Dive Brief:
- The FDA released a draft version of guidance covering compounding, called "Evaluation of Bulk Drug Substances Nominated for Use in Compounding Under Section 503B of the Federal Food, Drug, and Cosmetic Act," directed primarily at outsourcing facilities, addressing the use and qualification of bulk substances in compounding.
- The proposed rules are an extension of The Drug Quality and Security Act (DQSA), passed in November 2013, which identified outsourcing facilities as its own category, separate from traditional compounders.
- Active pharmaceutical ingredients (APIs) must be accompanied by a monograph from an appropriate governing party (if a monograph exists), must be made in a facility that has prior approval, and must come with a certificate of analysis (to prove they been characterized).
Dive Insight:
The FDA has promised to reinvigorate rules surrounding compounding and last Friday, issued policies specifying that compounding facilities must qualify its bulk substances from outsourcing facilities prior to using them for compounding. It also said facilities should not use any bulk substances unless they are either identified as being in clinical need, or in short supply as listed by section 506E of the FD&C Act.
Although compounding is sometimes painted in a bad light — especially after the scandal in 2012 that allowed the spread of meningitis and was associated with more than 60 deaths — the practice can help patients who cannot physically ingest the FDA-approved formulations of certain drugs. Tablets can be converted to syrups, and special dosages can be administered to patients who would not otherwise be able to take the medications in the dosages that manufacturers make available.
While the final formulations of drugs prepared through compounding pharmacies are not governed by the FDA, the regulatory agency is now mandating which APIs can be used in preparations at outsourcing facilities. The agency has said it is more stringent with these types of facilities than it is with traditional compounding pharmacies.
Compounding pharmacies are generally supposed to make compounded items by request and in response to a valid prescription. Outsourcing facilities, on the other hand, are altering the dosage of an FDA medication for research purposes, and sometimes this alteration involves producing a drug from bulk substance to make it appropriate for patient use.
Compounding is governed by state-level laws.

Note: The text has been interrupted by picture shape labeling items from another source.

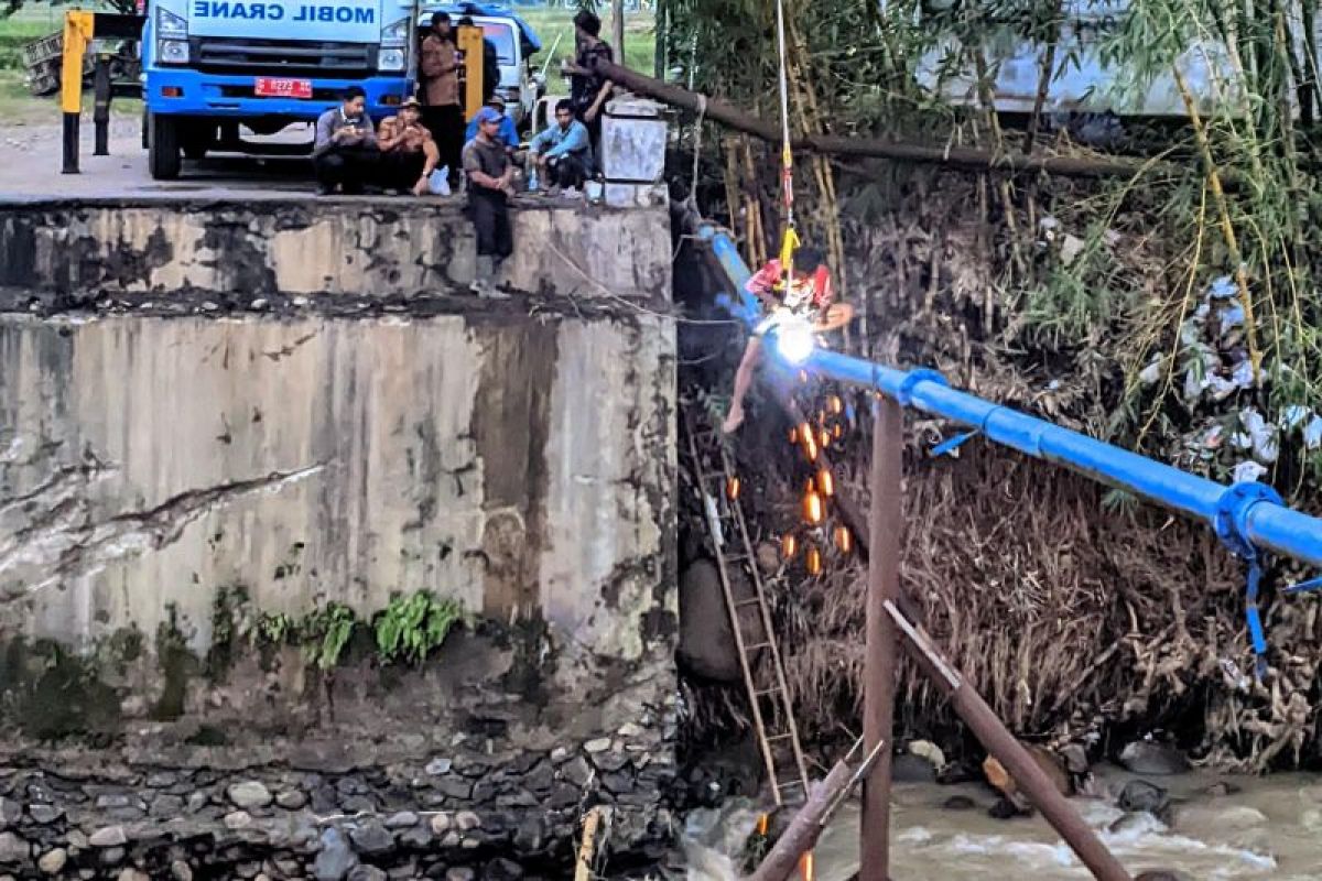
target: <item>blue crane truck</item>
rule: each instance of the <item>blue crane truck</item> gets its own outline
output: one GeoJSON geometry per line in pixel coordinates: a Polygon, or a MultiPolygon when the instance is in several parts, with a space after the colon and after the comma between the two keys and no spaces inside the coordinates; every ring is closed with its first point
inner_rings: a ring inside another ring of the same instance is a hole
{"type": "Polygon", "coordinates": [[[374,119],[410,90],[415,0],[151,0],[143,28],[148,166],[315,122],[348,86],[374,119]]]}

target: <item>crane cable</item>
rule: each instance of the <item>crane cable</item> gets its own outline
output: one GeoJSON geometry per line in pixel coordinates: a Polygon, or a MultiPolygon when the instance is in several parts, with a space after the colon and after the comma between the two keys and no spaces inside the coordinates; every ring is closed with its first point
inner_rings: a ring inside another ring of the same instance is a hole
{"type": "Polygon", "coordinates": [[[788,291],[793,279],[795,250],[795,157],[789,148],[789,77],[785,55],[785,0],[776,0],[776,42],[780,50],[780,188],[785,209],[785,234],[780,242],[780,283],[788,291]]]}

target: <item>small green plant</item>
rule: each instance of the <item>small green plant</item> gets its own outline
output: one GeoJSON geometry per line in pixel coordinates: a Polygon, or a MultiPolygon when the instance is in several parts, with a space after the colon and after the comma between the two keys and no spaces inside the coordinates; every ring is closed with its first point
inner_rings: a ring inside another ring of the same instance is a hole
{"type": "Polygon", "coordinates": [[[300,627],[308,660],[320,670],[330,670],[340,663],[340,655],[349,645],[356,623],[358,621],[353,609],[340,602],[332,602],[325,609],[309,614],[300,627]]]}
{"type": "Polygon", "coordinates": [[[256,638],[267,645],[283,646],[293,631],[293,619],[283,613],[264,612],[256,622],[256,638]]]}
{"type": "Polygon", "coordinates": [[[377,649],[386,660],[419,663],[464,621],[464,606],[455,600],[436,600],[426,590],[407,597],[397,594],[377,614],[377,649]]]}

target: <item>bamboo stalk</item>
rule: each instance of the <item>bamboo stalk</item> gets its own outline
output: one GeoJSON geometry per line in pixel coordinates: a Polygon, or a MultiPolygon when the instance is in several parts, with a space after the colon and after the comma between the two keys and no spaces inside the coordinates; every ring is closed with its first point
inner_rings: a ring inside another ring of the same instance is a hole
{"type": "Polygon", "coordinates": [[[596,851],[596,828],[602,823],[602,806],[596,804],[583,818],[583,840],[579,843],[574,881],[592,881],[592,855],[596,851]]]}
{"type": "Polygon", "coordinates": [[[1207,182],[1212,189],[1212,198],[1216,201],[1218,214],[1220,214],[1222,236],[1225,239],[1225,250],[1231,255],[1231,263],[1235,264],[1235,283],[1239,285],[1240,306],[1244,309],[1244,332],[1248,342],[1248,359],[1249,366],[1253,370],[1253,380],[1256,382],[1259,370],[1263,365],[1263,353],[1257,347],[1257,325],[1253,320],[1253,296],[1248,289],[1248,267],[1244,264],[1244,255],[1240,252],[1239,239],[1235,238],[1235,225],[1231,221],[1229,199],[1225,198],[1225,190],[1222,188],[1222,176],[1216,168],[1216,160],[1212,157],[1211,141],[1207,139],[1207,129],[1203,127],[1198,106],[1194,103],[1194,95],[1188,91],[1188,83],[1185,82],[1183,74],[1179,73],[1179,65],[1171,65],[1171,70],[1175,74],[1175,87],[1179,88],[1179,96],[1185,102],[1185,110],[1188,114],[1188,123],[1194,129],[1194,140],[1198,143],[1198,151],[1203,157],[1203,165],[1207,166],[1207,182]]]}

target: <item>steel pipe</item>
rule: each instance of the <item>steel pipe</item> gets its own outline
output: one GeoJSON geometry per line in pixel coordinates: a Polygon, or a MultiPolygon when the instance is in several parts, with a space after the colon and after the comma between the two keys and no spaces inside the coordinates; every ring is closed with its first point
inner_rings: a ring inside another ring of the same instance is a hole
{"type": "MultiPolygon", "coordinates": [[[[744,292],[748,267],[730,236],[711,225],[698,229],[711,244],[735,297],[735,317],[751,322],[756,300],[744,292]]],[[[1322,520],[1286,507],[1263,483],[1227,486],[1145,456],[1060,428],[1043,419],[951,388],[929,370],[896,370],[862,358],[817,350],[806,370],[874,388],[933,416],[977,429],[993,442],[1085,474],[1165,509],[1202,520],[1237,551],[1272,551],[1322,568],[1322,520]]]]}

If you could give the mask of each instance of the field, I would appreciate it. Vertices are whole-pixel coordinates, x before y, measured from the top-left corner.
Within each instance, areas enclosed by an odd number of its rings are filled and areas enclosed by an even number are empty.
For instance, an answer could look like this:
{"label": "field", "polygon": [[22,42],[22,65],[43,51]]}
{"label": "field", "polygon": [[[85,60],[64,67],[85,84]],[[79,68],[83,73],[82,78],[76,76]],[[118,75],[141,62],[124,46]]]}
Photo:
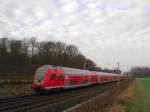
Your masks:
{"label": "field", "polygon": [[150,78],[132,81],[107,112],[150,112]]}

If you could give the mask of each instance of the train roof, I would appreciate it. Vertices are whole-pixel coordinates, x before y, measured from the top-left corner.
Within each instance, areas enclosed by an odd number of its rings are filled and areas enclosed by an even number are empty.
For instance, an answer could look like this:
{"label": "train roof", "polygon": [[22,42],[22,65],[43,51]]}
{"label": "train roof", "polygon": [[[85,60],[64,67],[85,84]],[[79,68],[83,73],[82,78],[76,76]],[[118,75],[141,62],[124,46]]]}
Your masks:
{"label": "train roof", "polygon": [[39,67],[37,70],[39,71],[46,71],[49,68],[62,68],[65,72],[65,74],[74,74],[74,75],[87,75],[90,74],[91,71],[89,70],[82,70],[77,68],[69,68],[69,67],[61,67],[61,66],[52,66],[52,65],[43,65]]}
{"label": "train roof", "polygon": [[87,75],[91,73],[89,70],[82,70],[82,69],[68,68],[68,67],[62,67],[62,68],[64,69],[65,74]]}

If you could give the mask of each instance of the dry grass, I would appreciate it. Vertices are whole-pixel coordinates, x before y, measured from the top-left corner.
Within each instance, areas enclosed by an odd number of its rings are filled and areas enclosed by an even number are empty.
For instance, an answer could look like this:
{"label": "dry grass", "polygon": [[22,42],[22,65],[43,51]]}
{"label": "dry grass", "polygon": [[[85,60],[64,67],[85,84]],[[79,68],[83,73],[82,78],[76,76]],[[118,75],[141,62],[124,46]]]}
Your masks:
{"label": "dry grass", "polygon": [[132,112],[135,89],[136,81],[132,81],[108,109],[108,112]]}

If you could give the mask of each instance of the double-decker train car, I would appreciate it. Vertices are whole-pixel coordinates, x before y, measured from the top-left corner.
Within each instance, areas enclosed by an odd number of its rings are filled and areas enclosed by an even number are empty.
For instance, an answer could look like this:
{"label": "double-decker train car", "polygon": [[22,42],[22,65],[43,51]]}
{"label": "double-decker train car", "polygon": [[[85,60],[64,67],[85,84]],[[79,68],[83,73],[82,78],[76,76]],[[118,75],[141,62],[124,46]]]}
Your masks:
{"label": "double-decker train car", "polygon": [[37,91],[54,88],[66,89],[123,80],[125,78],[124,75],[120,74],[43,65],[36,70],[32,87]]}

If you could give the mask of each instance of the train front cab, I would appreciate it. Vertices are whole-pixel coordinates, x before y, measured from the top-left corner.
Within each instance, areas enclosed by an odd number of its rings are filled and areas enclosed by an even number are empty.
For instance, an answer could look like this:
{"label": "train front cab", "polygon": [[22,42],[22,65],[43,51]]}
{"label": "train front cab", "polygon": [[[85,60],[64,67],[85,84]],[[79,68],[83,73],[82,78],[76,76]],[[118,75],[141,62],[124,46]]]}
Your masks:
{"label": "train front cab", "polygon": [[32,87],[37,91],[63,88],[64,71],[51,67],[48,69],[37,69]]}

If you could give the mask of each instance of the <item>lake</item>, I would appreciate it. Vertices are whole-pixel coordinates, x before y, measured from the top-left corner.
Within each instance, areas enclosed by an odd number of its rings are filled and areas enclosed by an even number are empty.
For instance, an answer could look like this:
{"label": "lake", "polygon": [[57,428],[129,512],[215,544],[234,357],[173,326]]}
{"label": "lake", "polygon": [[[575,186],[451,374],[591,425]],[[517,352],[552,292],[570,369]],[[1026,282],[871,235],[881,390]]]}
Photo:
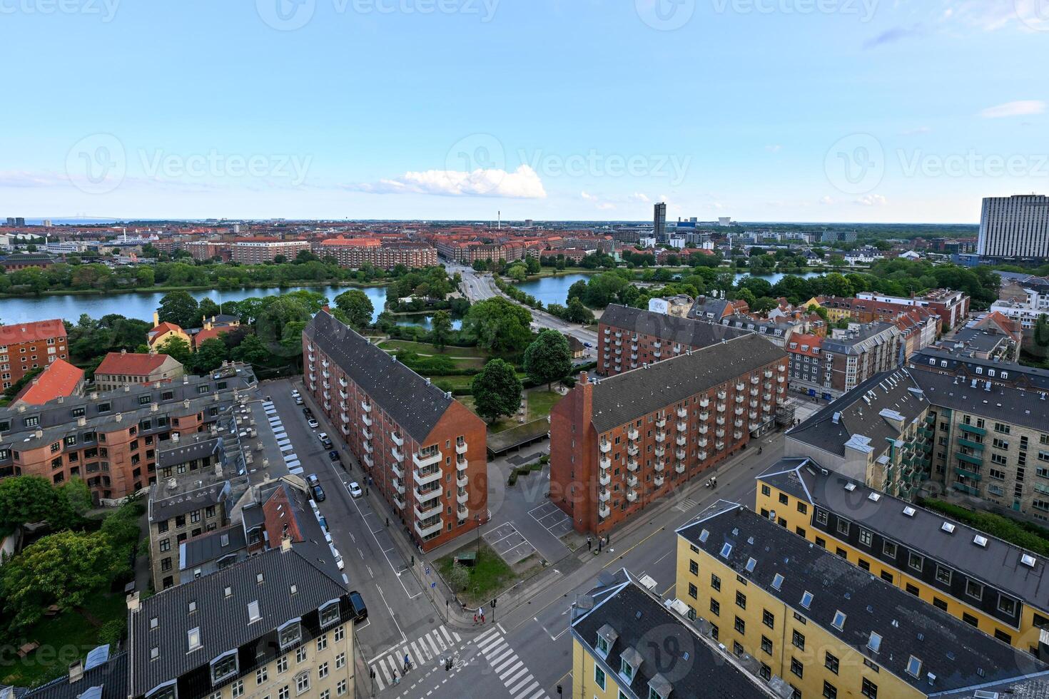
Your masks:
{"label": "lake", "polygon": [[[244,299],[272,297],[291,291],[307,290],[323,293],[328,300],[335,299],[343,291],[358,288],[356,286],[292,286],[285,288],[250,288],[218,291],[190,291],[190,296],[200,301],[211,299],[220,301],[243,301]],[[360,289],[371,300],[374,306],[374,321],[386,305],[386,287],[368,287]],[[14,323],[29,323],[52,318],[76,323],[82,313],[91,318],[102,318],[108,313],[120,313],[125,318],[135,318],[142,321],[152,321],[153,311],[160,305],[160,292],[129,292],[109,294],[65,294],[53,297],[27,297],[24,299],[0,299],[0,321],[5,325]],[[412,323],[424,324],[423,316],[414,316]]]}

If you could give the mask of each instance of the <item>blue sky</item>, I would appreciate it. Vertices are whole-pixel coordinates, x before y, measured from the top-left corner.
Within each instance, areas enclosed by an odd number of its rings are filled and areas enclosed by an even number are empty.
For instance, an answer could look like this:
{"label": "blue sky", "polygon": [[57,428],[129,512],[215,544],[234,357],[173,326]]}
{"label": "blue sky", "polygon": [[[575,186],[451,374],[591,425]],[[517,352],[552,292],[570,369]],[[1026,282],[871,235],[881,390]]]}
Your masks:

Compounding is legal if it is performed by a licensed pharmacist or physician for an identified patient with a valid prescription; if a substance made through compounding uses safe and approved ingredients and good manufacturing practices; and if the resulting drug is not a copy of a commercially available medication.
Outsourcing facilities, on the other hand, can make bulk supplies in advance, but FDA requires the facilities to follow good manufacturing procedures and register the facilities with the agency.
Recognizing that compounding from APIs can be more complex and involved than compounding from approved drugs, FDA's new proposed rules seek to limit how outsourcing facilities make compounded items, with the hope that this will also limit any safety issues that can be introduced when something is added to a formulation or made from scratch with bulk chemicals.
The agency proposes two specific ways to tell if a compounded drug at an outsourcing facility is safe: whether attributes of the approved drug may make it unsuitable to treat certain patients for particular conditions (including whether the compounded drug is intended to address that attribute), and second, if certain factors for each substance being proposed for use in a compounded drug product – specifically, "its physical and chemical characterization, possible or known safety issues, evidence or lack of thereof of effectiveness, and historical use" — would preclude its use by a third-party facility.
The initiative is part of the 2018 Compounding Policy Priorities Plan, launched in January. The agency says the plan will "clarify and appropriately tailor the policies for traditional compounding pharmacies and the outsourcing facilities that may supply a broader market."
A crackdown on compounding at third-party facilities may be in the offing. The announcement comes after the agency issued a cease and desist order to drug wholesaler AmerisourceBergen Corp., which acquired PharMEDium, a sterile drug compounder, in 2015. Among the PharMEDium facility's identified issues was a citation for not testing "components for compounded products prior to compounding."
PharMEDium said in an emailed statement to BioPharma Dive that its products are only compounded from sterile finished dosage form drugs rather than from bulk drug substance — a process it claims helps ensure safety.
The guidance may curb manipulation of a bulk substance in place of the use of an FDA-approved alternative because of economic incentives.
"For example, use of bulk drug substances to compound a formulation of a needed concentration, route of administration or dosage form rather than simply diluting or otherwise manipulating the approved drug reduces the incentive for sponsors to invest in and seek FDA-approval of such drugs."
Editor's note: This article was updated to include comment from PharMEDium.